Unter den bösen Mächten dürfte Apophis, Widersacher des Sonnengottes, wohl der bedeutendste sein. Er bedroht den Bestand der Welt und verkörpert den Gegenspieler Gottes, er ist Sinnbild der in der Finsternis herrschenden Mächte. Jeden Morgen, wenn die Sonne aus der Unterwelt hervorkommt und jeden Abend beim Beginn der Nachtfahrt greift er das Sonnenboot an, dabei färbt das Blut des verwundeten und besiegten Apophis den Himmel rot. Andererseits hat aber der Sonnengott einen gleichgestaltigen hilfreichen Begleiter in Gestalt der Schlange Mehen (der "Ringler"). Sie wird u.a. in vielfachen Windungen über der Kajüte des Sonnengottes dargestellt.
Eine sich häutende Schlange wird aber auch zu einem Symbol des Weiterlebens nach dem Tode (u.a. im Totenbuch Kap. 87).

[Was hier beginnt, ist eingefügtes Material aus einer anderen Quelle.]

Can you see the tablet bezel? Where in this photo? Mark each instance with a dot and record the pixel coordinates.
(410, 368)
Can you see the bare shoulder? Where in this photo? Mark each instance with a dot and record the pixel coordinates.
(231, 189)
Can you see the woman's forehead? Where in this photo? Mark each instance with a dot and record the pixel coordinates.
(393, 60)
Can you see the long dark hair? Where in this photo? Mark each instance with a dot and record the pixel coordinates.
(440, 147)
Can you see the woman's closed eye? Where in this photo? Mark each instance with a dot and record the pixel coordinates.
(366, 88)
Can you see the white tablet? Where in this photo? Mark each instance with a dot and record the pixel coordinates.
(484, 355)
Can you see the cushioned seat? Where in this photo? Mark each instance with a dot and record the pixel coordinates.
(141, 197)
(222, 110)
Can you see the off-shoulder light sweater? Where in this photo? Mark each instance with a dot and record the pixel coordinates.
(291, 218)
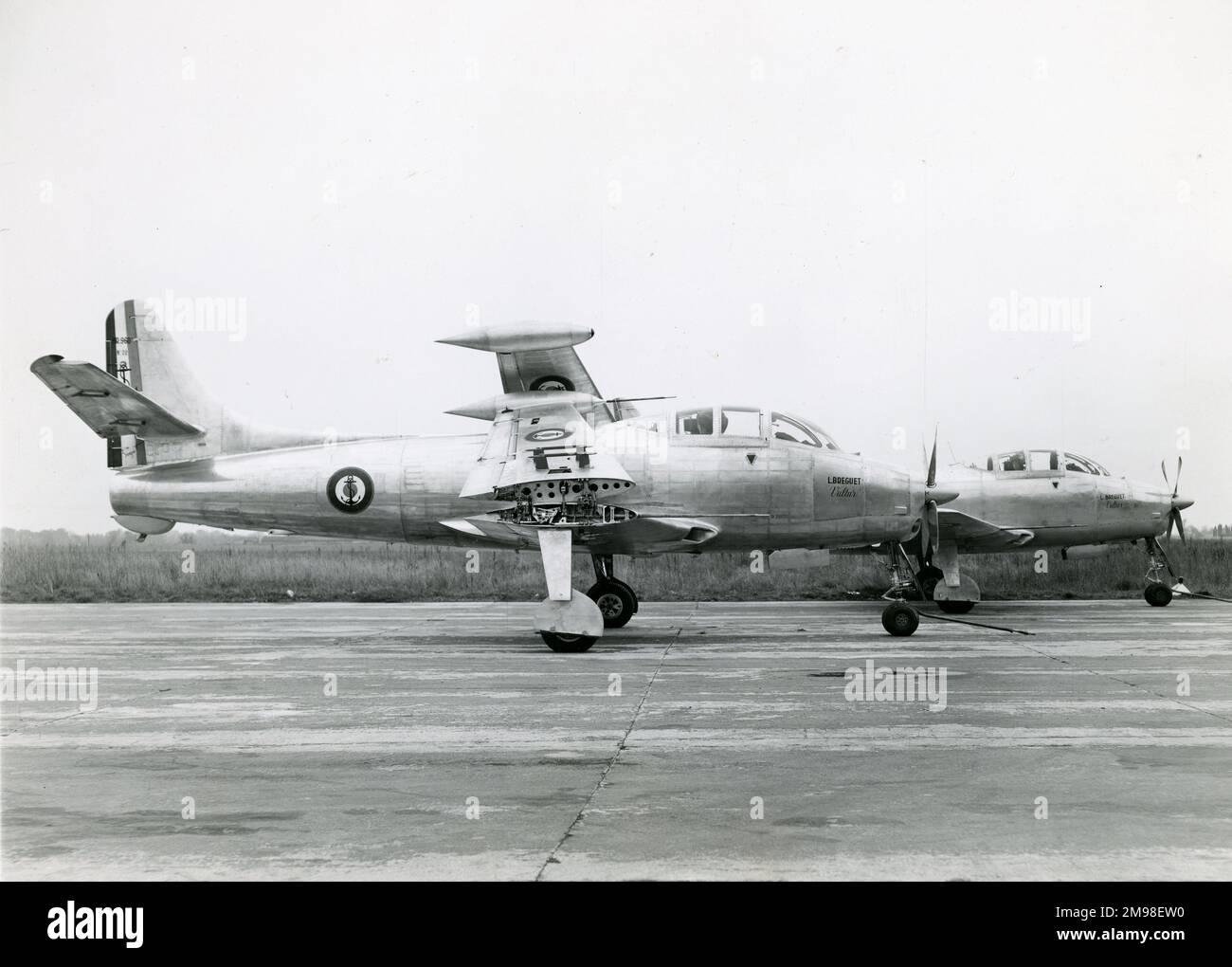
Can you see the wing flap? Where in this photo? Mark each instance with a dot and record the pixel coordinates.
(976, 534)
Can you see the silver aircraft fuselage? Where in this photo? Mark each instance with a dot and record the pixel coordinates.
(754, 493)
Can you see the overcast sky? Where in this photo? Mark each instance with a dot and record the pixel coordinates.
(825, 207)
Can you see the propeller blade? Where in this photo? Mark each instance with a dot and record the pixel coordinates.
(932, 465)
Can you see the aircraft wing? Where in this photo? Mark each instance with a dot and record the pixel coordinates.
(537, 449)
(640, 536)
(106, 404)
(972, 534)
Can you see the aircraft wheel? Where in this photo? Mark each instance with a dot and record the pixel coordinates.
(1157, 595)
(956, 608)
(616, 601)
(571, 643)
(899, 620)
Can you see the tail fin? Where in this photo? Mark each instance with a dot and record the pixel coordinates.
(148, 406)
(142, 354)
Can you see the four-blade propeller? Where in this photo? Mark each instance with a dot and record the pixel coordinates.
(1177, 505)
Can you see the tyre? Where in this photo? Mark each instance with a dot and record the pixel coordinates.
(956, 608)
(1157, 595)
(571, 643)
(616, 603)
(899, 620)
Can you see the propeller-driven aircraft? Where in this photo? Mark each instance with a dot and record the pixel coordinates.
(561, 469)
(1025, 499)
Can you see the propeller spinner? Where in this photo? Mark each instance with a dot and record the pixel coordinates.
(1178, 504)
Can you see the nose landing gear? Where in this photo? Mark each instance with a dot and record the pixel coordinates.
(1158, 593)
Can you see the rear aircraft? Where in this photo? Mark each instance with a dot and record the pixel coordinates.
(559, 469)
(1022, 501)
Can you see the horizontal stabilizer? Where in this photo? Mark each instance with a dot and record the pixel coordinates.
(107, 406)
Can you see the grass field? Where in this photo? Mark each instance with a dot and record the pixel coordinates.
(237, 569)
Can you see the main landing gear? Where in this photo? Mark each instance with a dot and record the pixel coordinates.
(929, 578)
(1157, 593)
(899, 618)
(616, 600)
(571, 643)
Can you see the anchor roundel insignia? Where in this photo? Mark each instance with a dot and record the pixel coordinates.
(350, 489)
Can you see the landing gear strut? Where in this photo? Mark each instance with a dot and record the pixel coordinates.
(1157, 593)
(899, 618)
(616, 600)
(571, 643)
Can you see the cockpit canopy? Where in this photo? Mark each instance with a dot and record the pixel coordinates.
(734, 420)
(1047, 462)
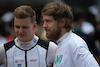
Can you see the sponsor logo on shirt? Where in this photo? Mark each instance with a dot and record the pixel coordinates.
(19, 61)
(19, 65)
(33, 60)
(57, 62)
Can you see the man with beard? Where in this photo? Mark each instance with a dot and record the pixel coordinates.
(72, 50)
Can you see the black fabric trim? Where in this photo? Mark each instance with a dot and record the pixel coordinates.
(43, 43)
(8, 45)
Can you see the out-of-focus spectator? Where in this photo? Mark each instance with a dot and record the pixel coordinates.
(2, 37)
(78, 21)
(2, 31)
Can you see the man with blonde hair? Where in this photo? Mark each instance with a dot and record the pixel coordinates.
(26, 50)
(72, 50)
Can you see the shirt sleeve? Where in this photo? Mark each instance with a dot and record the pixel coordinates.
(82, 57)
(2, 54)
(51, 53)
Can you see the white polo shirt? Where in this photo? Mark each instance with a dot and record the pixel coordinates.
(28, 54)
(73, 52)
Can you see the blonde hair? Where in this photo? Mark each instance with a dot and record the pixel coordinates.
(59, 10)
(25, 11)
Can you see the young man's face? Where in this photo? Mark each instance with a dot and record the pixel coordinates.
(51, 27)
(24, 29)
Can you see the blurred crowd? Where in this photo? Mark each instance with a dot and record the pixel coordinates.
(86, 25)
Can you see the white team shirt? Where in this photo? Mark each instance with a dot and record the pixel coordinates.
(27, 54)
(72, 51)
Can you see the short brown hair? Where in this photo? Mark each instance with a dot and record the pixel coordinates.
(59, 10)
(25, 11)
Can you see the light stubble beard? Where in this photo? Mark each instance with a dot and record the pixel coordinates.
(54, 35)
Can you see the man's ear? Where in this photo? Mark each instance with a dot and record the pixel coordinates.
(62, 22)
(34, 25)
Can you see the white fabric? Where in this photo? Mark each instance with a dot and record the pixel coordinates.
(73, 52)
(87, 27)
(35, 57)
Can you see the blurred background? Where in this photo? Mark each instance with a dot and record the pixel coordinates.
(86, 20)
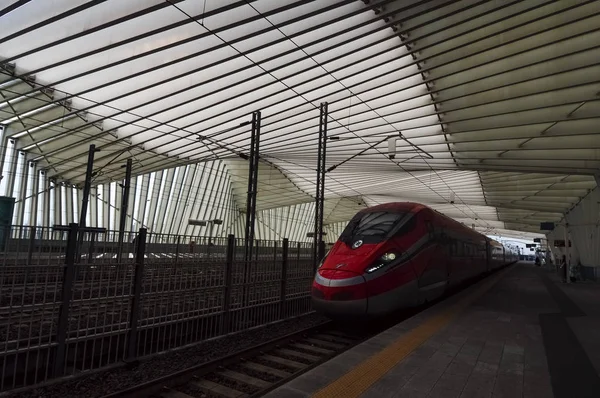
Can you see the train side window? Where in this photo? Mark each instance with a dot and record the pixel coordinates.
(407, 227)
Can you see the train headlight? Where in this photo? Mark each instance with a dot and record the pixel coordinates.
(382, 262)
(323, 260)
(387, 257)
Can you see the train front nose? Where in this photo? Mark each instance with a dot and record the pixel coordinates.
(339, 293)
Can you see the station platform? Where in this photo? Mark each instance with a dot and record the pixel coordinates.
(518, 333)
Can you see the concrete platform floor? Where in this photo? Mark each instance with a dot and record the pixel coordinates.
(518, 333)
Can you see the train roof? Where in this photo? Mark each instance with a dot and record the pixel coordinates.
(416, 207)
(395, 206)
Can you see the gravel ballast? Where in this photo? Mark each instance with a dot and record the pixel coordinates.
(101, 383)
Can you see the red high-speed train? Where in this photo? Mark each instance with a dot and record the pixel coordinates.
(399, 255)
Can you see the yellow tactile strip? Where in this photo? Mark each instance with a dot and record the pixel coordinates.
(364, 375)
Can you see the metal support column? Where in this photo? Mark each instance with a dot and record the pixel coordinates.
(252, 185)
(124, 205)
(251, 207)
(132, 339)
(318, 247)
(227, 288)
(567, 254)
(85, 198)
(66, 293)
(283, 288)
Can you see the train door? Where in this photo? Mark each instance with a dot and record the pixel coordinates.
(488, 255)
(433, 279)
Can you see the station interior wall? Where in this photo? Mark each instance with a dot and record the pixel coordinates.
(584, 230)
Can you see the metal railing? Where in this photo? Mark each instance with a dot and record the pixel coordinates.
(67, 308)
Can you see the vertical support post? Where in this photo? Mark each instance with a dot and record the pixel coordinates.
(87, 186)
(137, 293)
(251, 202)
(284, 264)
(124, 205)
(86, 196)
(227, 284)
(67, 291)
(252, 184)
(31, 243)
(567, 251)
(320, 194)
(91, 248)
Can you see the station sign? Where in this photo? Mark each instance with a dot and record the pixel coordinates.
(561, 243)
(547, 226)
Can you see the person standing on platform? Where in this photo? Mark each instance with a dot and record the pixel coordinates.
(564, 268)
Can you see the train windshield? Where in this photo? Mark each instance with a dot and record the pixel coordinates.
(370, 227)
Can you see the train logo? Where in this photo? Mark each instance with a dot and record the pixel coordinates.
(400, 255)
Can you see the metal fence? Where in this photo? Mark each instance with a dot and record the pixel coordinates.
(73, 301)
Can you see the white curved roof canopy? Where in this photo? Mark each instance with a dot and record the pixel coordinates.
(495, 105)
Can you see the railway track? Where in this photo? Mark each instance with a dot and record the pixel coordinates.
(257, 370)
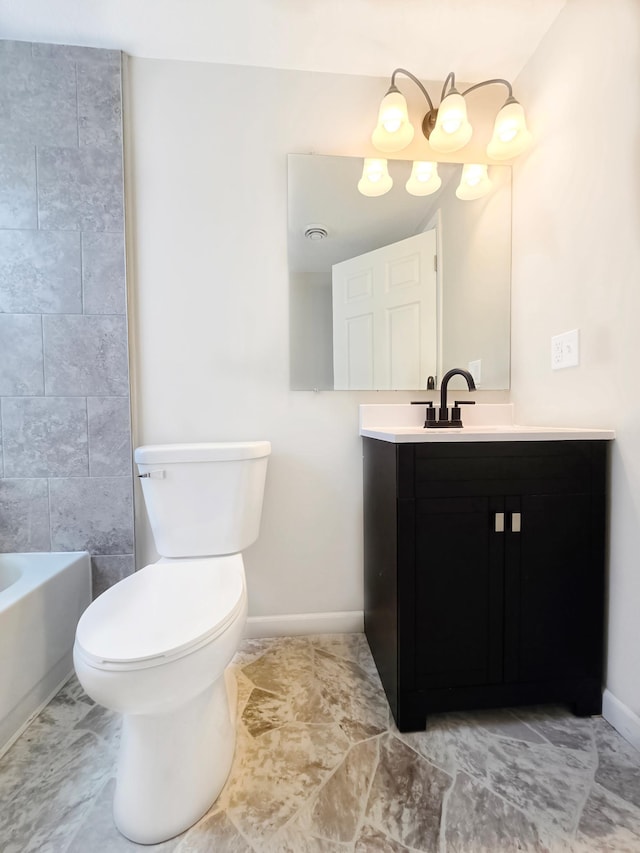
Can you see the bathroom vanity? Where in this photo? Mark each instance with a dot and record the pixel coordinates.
(484, 562)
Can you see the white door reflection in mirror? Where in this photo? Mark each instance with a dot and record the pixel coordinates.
(384, 316)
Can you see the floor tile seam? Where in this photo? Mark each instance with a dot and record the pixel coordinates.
(85, 816)
(316, 792)
(238, 829)
(589, 791)
(366, 798)
(568, 750)
(398, 735)
(530, 818)
(618, 799)
(522, 720)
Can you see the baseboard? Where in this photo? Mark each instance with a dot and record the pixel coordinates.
(621, 718)
(297, 624)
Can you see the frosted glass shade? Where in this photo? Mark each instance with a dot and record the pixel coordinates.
(510, 135)
(375, 179)
(394, 130)
(424, 178)
(474, 182)
(452, 130)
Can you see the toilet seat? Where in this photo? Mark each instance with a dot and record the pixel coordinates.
(162, 612)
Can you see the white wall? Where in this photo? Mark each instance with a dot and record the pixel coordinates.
(207, 183)
(577, 265)
(476, 262)
(311, 330)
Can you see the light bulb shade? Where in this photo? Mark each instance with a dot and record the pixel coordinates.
(375, 179)
(424, 178)
(474, 182)
(452, 130)
(394, 130)
(510, 134)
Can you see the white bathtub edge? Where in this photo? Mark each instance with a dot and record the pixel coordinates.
(25, 712)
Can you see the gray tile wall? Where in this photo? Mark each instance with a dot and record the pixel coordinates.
(65, 435)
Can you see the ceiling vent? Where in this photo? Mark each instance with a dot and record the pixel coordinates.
(316, 232)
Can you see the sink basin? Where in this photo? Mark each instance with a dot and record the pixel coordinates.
(404, 423)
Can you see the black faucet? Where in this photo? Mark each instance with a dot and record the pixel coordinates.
(443, 412)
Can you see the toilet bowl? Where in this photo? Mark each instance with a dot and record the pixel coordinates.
(154, 647)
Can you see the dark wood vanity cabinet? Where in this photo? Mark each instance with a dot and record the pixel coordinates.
(484, 573)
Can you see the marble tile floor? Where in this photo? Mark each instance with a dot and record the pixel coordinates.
(321, 768)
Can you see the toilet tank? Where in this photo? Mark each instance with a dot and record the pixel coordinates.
(203, 499)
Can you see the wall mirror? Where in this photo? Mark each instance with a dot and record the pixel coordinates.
(418, 284)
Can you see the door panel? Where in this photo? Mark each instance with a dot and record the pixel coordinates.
(458, 593)
(396, 287)
(555, 591)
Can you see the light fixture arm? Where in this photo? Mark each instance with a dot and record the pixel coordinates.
(489, 83)
(415, 80)
(450, 77)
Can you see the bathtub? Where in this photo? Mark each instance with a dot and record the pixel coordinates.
(42, 596)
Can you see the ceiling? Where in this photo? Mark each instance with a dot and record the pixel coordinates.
(363, 37)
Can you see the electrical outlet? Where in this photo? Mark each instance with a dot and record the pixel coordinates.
(565, 350)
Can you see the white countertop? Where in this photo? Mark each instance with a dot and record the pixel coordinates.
(404, 423)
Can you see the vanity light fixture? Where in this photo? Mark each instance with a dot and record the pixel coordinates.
(375, 179)
(474, 181)
(447, 127)
(424, 178)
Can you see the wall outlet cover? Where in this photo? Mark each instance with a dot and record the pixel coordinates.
(565, 350)
(475, 369)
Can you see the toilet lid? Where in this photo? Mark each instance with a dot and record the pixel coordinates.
(162, 611)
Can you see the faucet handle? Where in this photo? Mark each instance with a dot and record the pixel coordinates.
(431, 412)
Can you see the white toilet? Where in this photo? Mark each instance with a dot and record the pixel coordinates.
(154, 647)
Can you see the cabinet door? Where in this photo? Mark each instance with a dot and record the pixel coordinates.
(553, 588)
(459, 592)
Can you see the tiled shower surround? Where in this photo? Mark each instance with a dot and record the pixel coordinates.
(65, 436)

In ihrer Beziehung zum Abgründigen ist die sich in den Schwanz beißende Schlange ein Gleichnis für die Grenzenlosigkeit des Meeres. In der 11. Stunde des Amduat versinnbildlicht die vielfach gewundene Schlange "Weltumringler" den präkosmischen Urzustand, in dem sich der Sonnengott, und damit auch die gesamte Schöpfung, allnächtlich erneuert.